PRI: What do you wish more racers understood about promoters and the challenges they face and what they do?

Argabright: I’ve said for a long time that every racer should have a few weeks in the promoter’s chair on Saturday night to really understand how a race track works and how hard it is. And every promoter needs to spend a few weeks with a race team all week long, and then on the weekends, and truly understand how their world works. Because I think way too much of the time, promoters and racers forget that they’re really on the same team, and they really need each other to thrive in order for it to be successful.

PRI: What legacy do you want to leave in motorsports journalism for those who follow?

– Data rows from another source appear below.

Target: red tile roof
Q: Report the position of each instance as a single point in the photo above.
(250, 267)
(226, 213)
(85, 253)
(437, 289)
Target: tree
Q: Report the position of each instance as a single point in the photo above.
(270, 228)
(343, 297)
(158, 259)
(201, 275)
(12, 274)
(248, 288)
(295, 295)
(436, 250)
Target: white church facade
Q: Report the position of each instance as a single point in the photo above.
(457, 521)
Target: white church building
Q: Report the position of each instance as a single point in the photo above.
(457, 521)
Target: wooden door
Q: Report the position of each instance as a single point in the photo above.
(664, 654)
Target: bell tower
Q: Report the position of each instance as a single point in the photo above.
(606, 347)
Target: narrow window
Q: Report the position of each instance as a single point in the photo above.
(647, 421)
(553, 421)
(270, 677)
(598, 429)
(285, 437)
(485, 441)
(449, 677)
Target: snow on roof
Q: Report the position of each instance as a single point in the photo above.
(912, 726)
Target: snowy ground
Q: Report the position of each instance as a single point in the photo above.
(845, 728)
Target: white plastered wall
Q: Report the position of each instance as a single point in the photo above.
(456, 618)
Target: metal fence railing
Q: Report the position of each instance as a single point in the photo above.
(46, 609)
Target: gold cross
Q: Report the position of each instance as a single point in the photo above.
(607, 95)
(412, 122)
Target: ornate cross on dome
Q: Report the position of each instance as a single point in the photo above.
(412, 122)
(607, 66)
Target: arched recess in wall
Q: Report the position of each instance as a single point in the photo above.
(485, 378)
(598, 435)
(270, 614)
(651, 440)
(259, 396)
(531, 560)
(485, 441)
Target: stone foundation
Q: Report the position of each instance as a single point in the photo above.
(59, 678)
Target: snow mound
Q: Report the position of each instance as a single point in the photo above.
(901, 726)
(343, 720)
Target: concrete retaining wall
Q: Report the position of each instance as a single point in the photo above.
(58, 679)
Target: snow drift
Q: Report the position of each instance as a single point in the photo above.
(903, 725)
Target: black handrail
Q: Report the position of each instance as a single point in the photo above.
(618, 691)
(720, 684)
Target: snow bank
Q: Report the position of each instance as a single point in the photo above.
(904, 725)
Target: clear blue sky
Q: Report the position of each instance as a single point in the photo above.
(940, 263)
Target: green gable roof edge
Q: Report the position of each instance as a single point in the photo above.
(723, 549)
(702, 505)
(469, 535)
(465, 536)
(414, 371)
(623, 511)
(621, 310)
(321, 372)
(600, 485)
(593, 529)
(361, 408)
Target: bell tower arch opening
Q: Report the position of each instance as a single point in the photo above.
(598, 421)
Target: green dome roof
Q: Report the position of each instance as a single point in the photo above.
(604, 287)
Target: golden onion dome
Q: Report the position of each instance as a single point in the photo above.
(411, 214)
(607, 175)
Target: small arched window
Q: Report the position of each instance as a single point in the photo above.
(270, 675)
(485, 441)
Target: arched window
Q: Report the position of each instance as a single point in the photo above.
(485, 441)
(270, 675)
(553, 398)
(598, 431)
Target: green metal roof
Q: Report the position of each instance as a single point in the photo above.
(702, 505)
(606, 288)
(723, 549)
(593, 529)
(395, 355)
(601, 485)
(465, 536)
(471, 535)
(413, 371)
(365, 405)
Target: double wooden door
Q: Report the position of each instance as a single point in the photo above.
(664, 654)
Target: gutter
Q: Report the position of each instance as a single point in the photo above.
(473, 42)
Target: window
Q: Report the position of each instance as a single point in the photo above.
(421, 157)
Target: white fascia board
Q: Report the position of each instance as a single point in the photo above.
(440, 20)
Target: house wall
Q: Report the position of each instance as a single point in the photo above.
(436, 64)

Argabright: I would hope that we preserved the history and the stories of racing the best way we knew how. I think over the long haul, I’m glad we were able to produce the books that we did because, despite the shift away from print and different things that are happening, books are still pretty permanent. And the books that we produced are going to be on shelves for a really, really long time to come, and that’s a good thing.

PRI: Is there anything that I have not asked you that you want to talk about?

Argabright: I want to make it clear to people that even though I’m dialing back quite a bit, and even though I’ve ended some of my longtime monthly obligations, I’m not retiring. I’ve had a pretty ambitious workload for a lot of years. I don’t want to work quite that hard anymore, but I definitely want to stay engaged in the sport, and I still want to tell some stories. I’m excited to explore telling the stories in a different way, through video or podcasts or some of the newer technologies. It would be both interesting and challenging to see if I could continue to tell stories in a totally different way.